The circumference is one of the simplest and basic geometric figures that we know of. We could define a circle as the figure generated by a closed curve or perimeter in which there are no vertices or internal angles. In addition, the circumference does not have differentiated sides, as it does with other figures such as the square or the triangle.
To define the circumference, we can start by paying attention to the etymological meaning of the word, which in Latin means 'to carry around'. The circumference can normally be confused with the circle, but if we speak correctly, we must say that this is the internal surface of a circle, while this is its perimeter.
The circumference is always two-dimensional and has a radius, which is the distance between the points found (which mark the limit of the figure) to the center of it. In addition, other elements that make up the circumference are the center (the point equidistant from all the other points in the figure), the diameter (the distance between the two furthest points that pass through the center), the chord (any segment that one two points of the circumference), the secant and tangent lines (the first being the one that passes through the inside and outside of the figure, dividing it into two sectors; the second being the line that passes outside and touches the circumference in a just point).
As for the angles of a circle, these can be central, inscribed, semi-inscribed, interior and exterior.
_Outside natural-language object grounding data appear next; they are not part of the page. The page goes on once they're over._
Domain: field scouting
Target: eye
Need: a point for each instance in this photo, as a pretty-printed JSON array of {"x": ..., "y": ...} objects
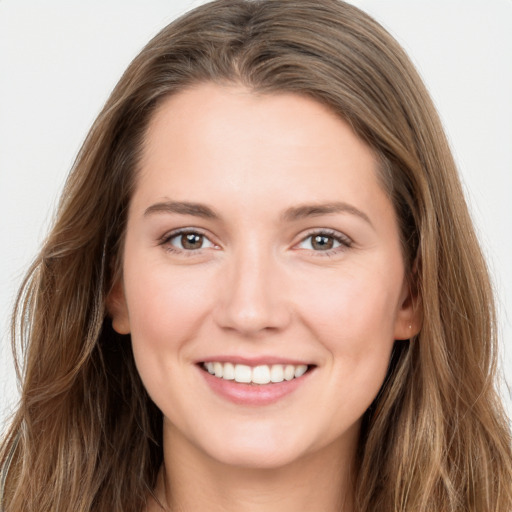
[
  {"x": 325, "y": 241},
  {"x": 187, "y": 241}
]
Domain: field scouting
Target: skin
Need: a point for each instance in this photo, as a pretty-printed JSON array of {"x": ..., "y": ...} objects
[{"x": 258, "y": 287}]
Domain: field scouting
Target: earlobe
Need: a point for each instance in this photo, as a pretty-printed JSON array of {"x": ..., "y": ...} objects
[
  {"x": 409, "y": 316},
  {"x": 118, "y": 310}
]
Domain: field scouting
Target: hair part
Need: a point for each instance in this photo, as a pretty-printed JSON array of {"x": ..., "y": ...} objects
[{"x": 86, "y": 433}]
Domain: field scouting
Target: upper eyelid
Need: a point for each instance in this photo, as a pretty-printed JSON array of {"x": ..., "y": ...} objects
[
  {"x": 326, "y": 231},
  {"x": 342, "y": 237}
]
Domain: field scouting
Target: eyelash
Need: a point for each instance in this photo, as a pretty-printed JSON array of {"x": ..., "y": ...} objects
[
  {"x": 165, "y": 241},
  {"x": 344, "y": 241}
]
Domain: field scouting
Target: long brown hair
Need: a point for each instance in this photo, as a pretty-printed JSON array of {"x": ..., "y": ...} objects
[{"x": 86, "y": 436}]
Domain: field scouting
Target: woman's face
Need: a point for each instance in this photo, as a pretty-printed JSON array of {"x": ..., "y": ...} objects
[{"x": 260, "y": 245}]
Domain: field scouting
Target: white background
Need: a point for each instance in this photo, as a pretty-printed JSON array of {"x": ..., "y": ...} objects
[{"x": 60, "y": 59}]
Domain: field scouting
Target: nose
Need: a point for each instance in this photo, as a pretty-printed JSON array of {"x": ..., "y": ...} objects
[{"x": 253, "y": 295}]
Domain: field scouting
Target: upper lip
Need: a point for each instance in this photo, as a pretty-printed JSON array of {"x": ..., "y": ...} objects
[{"x": 254, "y": 361}]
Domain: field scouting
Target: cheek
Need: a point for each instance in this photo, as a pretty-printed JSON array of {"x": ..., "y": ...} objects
[{"x": 355, "y": 309}]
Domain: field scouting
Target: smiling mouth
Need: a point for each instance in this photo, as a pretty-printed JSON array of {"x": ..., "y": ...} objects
[{"x": 262, "y": 374}]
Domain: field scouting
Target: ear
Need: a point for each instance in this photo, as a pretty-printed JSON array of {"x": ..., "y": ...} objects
[
  {"x": 410, "y": 313},
  {"x": 118, "y": 309}
]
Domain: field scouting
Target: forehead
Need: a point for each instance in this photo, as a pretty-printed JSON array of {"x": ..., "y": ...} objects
[{"x": 211, "y": 134}]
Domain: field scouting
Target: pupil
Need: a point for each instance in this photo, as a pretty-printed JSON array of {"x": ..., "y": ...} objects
[
  {"x": 191, "y": 240},
  {"x": 322, "y": 242}
]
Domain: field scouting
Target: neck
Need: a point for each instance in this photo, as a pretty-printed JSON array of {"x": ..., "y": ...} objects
[{"x": 190, "y": 481}]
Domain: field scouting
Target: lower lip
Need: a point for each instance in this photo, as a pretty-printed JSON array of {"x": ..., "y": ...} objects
[{"x": 253, "y": 394}]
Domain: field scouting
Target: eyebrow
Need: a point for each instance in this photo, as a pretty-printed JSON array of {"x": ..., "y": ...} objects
[
  {"x": 291, "y": 214},
  {"x": 183, "y": 208},
  {"x": 316, "y": 210}
]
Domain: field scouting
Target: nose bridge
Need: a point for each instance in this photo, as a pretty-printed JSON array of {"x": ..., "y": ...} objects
[{"x": 253, "y": 297}]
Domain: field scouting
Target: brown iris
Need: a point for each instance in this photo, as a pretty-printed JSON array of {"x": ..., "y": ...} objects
[
  {"x": 191, "y": 241},
  {"x": 322, "y": 242}
]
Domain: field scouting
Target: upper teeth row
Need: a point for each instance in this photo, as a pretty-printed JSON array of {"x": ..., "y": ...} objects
[{"x": 258, "y": 374}]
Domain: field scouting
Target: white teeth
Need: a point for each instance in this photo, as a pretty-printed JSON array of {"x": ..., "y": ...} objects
[
  {"x": 262, "y": 374},
  {"x": 289, "y": 372},
  {"x": 243, "y": 373},
  {"x": 228, "y": 372},
  {"x": 299, "y": 370}
]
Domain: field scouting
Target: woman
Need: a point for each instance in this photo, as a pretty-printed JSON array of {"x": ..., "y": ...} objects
[{"x": 263, "y": 290}]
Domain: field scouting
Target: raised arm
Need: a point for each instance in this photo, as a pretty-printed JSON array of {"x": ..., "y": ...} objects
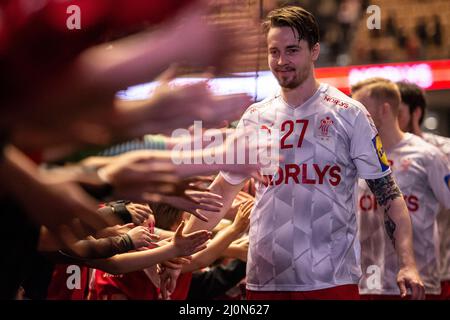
[
  {"x": 399, "y": 229},
  {"x": 228, "y": 192}
]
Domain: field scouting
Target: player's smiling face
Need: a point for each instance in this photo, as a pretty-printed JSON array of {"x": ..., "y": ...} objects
[{"x": 290, "y": 60}]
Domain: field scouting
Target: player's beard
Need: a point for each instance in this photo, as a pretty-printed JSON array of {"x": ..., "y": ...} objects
[{"x": 295, "y": 77}]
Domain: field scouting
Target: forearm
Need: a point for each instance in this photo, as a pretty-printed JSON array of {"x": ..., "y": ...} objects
[
  {"x": 213, "y": 251},
  {"x": 164, "y": 234},
  {"x": 228, "y": 193},
  {"x": 103, "y": 248},
  {"x": 396, "y": 217},
  {"x": 399, "y": 228},
  {"x": 134, "y": 261}
]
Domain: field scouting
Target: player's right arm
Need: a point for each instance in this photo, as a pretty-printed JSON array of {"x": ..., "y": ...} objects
[
  {"x": 228, "y": 192},
  {"x": 399, "y": 229}
]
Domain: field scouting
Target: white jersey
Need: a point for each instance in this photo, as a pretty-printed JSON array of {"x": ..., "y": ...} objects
[
  {"x": 303, "y": 229},
  {"x": 443, "y": 143},
  {"x": 419, "y": 171}
]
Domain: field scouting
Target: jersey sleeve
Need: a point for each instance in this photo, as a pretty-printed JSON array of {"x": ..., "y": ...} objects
[
  {"x": 438, "y": 174},
  {"x": 249, "y": 121},
  {"x": 366, "y": 149}
]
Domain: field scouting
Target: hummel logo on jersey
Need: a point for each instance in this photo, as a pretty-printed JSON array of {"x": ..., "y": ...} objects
[{"x": 324, "y": 126}]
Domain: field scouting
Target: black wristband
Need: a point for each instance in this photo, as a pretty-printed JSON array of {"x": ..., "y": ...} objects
[{"x": 128, "y": 243}]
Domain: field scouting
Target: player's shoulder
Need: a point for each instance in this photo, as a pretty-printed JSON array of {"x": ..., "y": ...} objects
[
  {"x": 441, "y": 142},
  {"x": 341, "y": 103}
]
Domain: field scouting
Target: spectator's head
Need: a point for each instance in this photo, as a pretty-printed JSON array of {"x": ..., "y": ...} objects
[
  {"x": 293, "y": 45},
  {"x": 381, "y": 97},
  {"x": 412, "y": 106}
]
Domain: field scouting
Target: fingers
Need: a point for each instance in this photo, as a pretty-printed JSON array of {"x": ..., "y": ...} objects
[
  {"x": 200, "y": 216},
  {"x": 154, "y": 237},
  {"x": 179, "y": 231},
  {"x": 417, "y": 291},
  {"x": 402, "y": 287}
]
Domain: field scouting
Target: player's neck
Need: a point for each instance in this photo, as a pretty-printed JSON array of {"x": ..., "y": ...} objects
[
  {"x": 297, "y": 96},
  {"x": 392, "y": 137},
  {"x": 416, "y": 130}
]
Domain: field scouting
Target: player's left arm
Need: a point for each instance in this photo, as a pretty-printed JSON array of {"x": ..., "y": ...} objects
[{"x": 399, "y": 229}]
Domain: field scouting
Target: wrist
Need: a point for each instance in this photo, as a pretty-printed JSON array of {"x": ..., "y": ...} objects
[{"x": 119, "y": 208}]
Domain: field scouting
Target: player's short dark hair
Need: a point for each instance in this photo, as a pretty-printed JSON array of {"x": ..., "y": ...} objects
[
  {"x": 413, "y": 96},
  {"x": 296, "y": 18}
]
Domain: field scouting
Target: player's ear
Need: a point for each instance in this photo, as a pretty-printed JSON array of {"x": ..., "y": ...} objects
[
  {"x": 385, "y": 109},
  {"x": 315, "y": 50},
  {"x": 416, "y": 115}
]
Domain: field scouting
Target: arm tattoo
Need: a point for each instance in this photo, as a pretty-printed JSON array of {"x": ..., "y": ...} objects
[{"x": 385, "y": 190}]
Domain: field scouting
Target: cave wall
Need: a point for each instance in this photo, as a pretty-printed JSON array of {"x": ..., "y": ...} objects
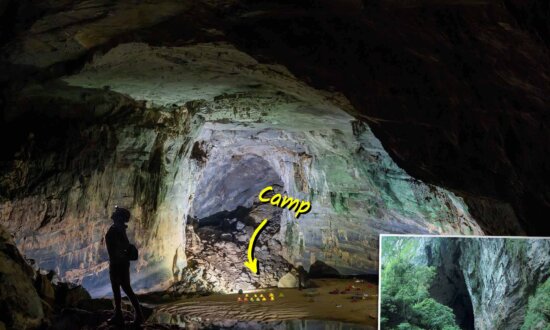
[
  {"x": 499, "y": 275},
  {"x": 160, "y": 120}
]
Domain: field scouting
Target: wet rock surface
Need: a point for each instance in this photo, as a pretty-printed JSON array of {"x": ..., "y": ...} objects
[
  {"x": 193, "y": 132},
  {"x": 20, "y": 303},
  {"x": 107, "y": 103},
  {"x": 489, "y": 281}
]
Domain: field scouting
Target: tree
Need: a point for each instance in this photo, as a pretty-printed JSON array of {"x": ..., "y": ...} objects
[{"x": 405, "y": 298}]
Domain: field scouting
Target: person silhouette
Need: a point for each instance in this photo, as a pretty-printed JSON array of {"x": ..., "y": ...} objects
[{"x": 119, "y": 266}]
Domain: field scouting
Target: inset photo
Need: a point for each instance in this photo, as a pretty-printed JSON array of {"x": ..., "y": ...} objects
[{"x": 450, "y": 282}]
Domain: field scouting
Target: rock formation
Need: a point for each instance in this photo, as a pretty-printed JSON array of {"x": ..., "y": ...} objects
[
  {"x": 487, "y": 281},
  {"x": 164, "y": 107},
  {"x": 20, "y": 303}
]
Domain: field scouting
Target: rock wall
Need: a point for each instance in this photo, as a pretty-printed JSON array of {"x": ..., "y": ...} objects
[
  {"x": 20, "y": 303},
  {"x": 497, "y": 275},
  {"x": 188, "y": 132}
]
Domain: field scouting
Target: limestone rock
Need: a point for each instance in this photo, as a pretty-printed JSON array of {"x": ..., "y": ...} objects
[
  {"x": 289, "y": 280},
  {"x": 21, "y": 304},
  {"x": 482, "y": 271},
  {"x": 204, "y": 150},
  {"x": 319, "y": 270}
]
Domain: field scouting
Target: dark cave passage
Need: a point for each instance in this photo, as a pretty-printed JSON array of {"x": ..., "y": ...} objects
[
  {"x": 223, "y": 217},
  {"x": 449, "y": 286}
]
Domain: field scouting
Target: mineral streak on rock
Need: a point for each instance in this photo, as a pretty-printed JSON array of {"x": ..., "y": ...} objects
[{"x": 197, "y": 131}]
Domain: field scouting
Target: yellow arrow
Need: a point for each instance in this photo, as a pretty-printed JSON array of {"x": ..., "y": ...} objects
[{"x": 253, "y": 263}]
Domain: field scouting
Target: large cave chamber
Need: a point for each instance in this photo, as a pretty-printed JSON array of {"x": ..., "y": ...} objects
[{"x": 186, "y": 138}]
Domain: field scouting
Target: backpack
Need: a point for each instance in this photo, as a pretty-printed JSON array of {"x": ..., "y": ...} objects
[{"x": 132, "y": 252}]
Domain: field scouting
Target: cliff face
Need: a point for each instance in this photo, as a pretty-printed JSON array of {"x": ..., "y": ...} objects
[
  {"x": 20, "y": 303},
  {"x": 212, "y": 127},
  {"x": 488, "y": 279},
  {"x": 162, "y": 107}
]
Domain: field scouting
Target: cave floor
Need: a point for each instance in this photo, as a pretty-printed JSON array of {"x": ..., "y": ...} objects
[{"x": 315, "y": 304}]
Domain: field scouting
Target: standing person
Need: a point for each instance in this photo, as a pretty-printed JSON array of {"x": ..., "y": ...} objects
[{"x": 118, "y": 247}]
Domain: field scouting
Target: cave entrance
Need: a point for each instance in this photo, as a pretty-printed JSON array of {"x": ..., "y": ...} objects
[
  {"x": 451, "y": 289},
  {"x": 229, "y": 189},
  {"x": 223, "y": 217}
]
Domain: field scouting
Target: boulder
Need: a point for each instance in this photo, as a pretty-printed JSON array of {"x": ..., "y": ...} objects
[
  {"x": 288, "y": 280},
  {"x": 19, "y": 302}
]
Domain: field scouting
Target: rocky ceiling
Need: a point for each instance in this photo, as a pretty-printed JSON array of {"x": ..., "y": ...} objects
[{"x": 409, "y": 117}]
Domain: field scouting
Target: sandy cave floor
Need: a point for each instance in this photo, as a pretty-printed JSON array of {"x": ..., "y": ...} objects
[{"x": 308, "y": 304}]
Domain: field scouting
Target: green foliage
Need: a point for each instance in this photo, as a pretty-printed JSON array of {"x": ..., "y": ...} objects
[
  {"x": 538, "y": 309},
  {"x": 433, "y": 315},
  {"x": 406, "y": 303}
]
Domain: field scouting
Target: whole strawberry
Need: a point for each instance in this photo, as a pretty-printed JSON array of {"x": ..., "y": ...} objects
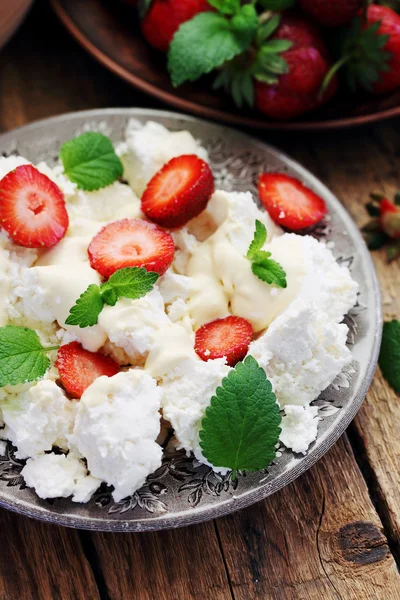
[
  {"x": 332, "y": 14},
  {"x": 164, "y": 17},
  {"x": 298, "y": 89},
  {"x": 370, "y": 51}
]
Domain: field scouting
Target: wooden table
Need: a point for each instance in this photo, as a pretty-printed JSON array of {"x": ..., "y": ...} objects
[{"x": 335, "y": 532}]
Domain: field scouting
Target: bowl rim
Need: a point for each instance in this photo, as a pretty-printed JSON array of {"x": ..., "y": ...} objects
[
  {"x": 205, "y": 111},
  {"x": 232, "y": 504}
]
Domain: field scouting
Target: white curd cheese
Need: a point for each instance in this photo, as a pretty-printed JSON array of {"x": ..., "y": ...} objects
[
  {"x": 116, "y": 426},
  {"x": 299, "y": 427},
  {"x": 134, "y": 325},
  {"x": 301, "y": 353},
  {"x": 186, "y": 393},
  {"x": 38, "y": 419},
  {"x": 149, "y": 147},
  {"x": 60, "y": 476}
]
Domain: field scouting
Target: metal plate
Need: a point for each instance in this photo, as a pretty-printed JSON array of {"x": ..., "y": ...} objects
[{"x": 182, "y": 492}]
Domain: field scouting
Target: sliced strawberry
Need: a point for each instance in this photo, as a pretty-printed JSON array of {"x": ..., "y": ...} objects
[
  {"x": 32, "y": 208},
  {"x": 131, "y": 243},
  {"x": 179, "y": 191},
  {"x": 229, "y": 337},
  {"x": 289, "y": 202},
  {"x": 390, "y": 218},
  {"x": 78, "y": 368}
]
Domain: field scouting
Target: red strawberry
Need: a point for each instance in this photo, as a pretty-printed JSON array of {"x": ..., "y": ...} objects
[
  {"x": 289, "y": 202},
  {"x": 78, "y": 368},
  {"x": 165, "y": 16},
  {"x": 390, "y": 218},
  {"x": 371, "y": 51},
  {"x": 229, "y": 337},
  {"x": 298, "y": 90},
  {"x": 331, "y": 13},
  {"x": 32, "y": 208},
  {"x": 131, "y": 243},
  {"x": 179, "y": 191}
]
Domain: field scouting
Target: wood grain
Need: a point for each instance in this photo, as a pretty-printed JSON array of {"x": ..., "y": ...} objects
[
  {"x": 167, "y": 565},
  {"x": 319, "y": 537},
  {"x": 39, "y": 561}
]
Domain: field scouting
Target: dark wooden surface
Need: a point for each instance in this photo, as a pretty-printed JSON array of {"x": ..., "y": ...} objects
[{"x": 332, "y": 534}]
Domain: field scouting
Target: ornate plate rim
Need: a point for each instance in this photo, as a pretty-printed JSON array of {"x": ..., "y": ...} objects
[{"x": 204, "y": 513}]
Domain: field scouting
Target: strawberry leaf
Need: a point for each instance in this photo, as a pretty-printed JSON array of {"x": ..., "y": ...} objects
[
  {"x": 242, "y": 424},
  {"x": 208, "y": 41}
]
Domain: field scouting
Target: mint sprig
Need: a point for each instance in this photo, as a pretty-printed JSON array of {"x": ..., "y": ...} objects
[
  {"x": 209, "y": 40},
  {"x": 389, "y": 358},
  {"x": 242, "y": 424},
  {"x": 22, "y": 356},
  {"x": 131, "y": 282},
  {"x": 264, "y": 267},
  {"x": 90, "y": 161}
]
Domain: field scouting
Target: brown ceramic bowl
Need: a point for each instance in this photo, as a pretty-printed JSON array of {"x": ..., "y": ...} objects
[{"x": 109, "y": 31}]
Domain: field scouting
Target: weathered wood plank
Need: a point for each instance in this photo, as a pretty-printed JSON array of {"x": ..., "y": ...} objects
[
  {"x": 40, "y": 561},
  {"x": 180, "y": 564},
  {"x": 319, "y": 537},
  {"x": 353, "y": 165}
]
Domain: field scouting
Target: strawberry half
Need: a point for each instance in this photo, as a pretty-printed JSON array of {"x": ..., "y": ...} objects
[
  {"x": 179, "y": 191},
  {"x": 131, "y": 243},
  {"x": 229, "y": 337},
  {"x": 78, "y": 368},
  {"x": 289, "y": 202},
  {"x": 32, "y": 208}
]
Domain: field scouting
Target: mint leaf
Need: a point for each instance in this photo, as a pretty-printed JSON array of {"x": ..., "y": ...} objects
[
  {"x": 242, "y": 424},
  {"x": 264, "y": 267},
  {"x": 89, "y": 305},
  {"x": 131, "y": 282},
  {"x": 270, "y": 271},
  {"x": 209, "y": 40},
  {"x": 90, "y": 161},
  {"x": 22, "y": 356},
  {"x": 389, "y": 358},
  {"x": 260, "y": 237}
]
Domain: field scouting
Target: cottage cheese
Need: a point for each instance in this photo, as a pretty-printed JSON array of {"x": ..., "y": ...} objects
[
  {"x": 300, "y": 340},
  {"x": 299, "y": 427},
  {"x": 60, "y": 476},
  {"x": 116, "y": 426},
  {"x": 149, "y": 147},
  {"x": 186, "y": 393}
]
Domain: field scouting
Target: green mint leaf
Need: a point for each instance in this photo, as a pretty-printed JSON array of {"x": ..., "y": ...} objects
[
  {"x": 209, "y": 40},
  {"x": 260, "y": 237},
  {"x": 270, "y": 272},
  {"x": 242, "y": 424},
  {"x": 22, "y": 356},
  {"x": 89, "y": 305},
  {"x": 90, "y": 161},
  {"x": 108, "y": 294},
  {"x": 264, "y": 267},
  {"x": 132, "y": 282},
  {"x": 389, "y": 358}
]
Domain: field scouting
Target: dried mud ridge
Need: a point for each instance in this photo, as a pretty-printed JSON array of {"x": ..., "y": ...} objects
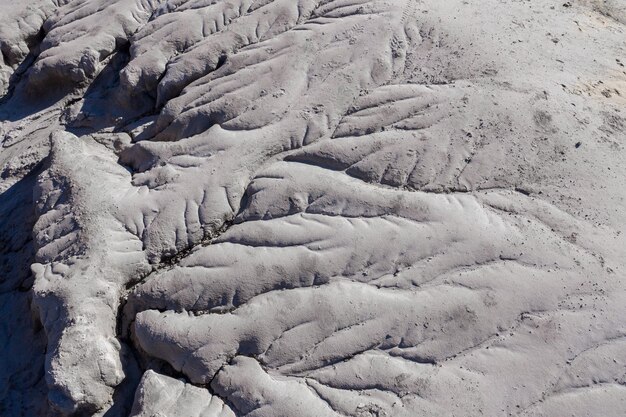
[{"x": 312, "y": 208}]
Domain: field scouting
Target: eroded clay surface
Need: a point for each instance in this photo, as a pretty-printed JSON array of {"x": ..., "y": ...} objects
[{"x": 312, "y": 208}]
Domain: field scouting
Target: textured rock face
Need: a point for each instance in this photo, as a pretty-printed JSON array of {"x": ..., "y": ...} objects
[{"x": 312, "y": 208}]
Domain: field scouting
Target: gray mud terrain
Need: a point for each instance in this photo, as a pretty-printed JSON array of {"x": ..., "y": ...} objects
[{"x": 313, "y": 208}]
In addition, different relationships can also be established in the presence of two or more circles. This is where we must talk about exterior circumferences (those that do not share common points), exterior or interior tangents (those that share only one common point, a shared point on the outside or inside respectively), secants (which are divided into two segments each one by the intersection generated by both), eccentric and concentric interiors (whether or not they have the same center). Finally, the coincident circles are those that have the same center and radius, and that converge in a single figure.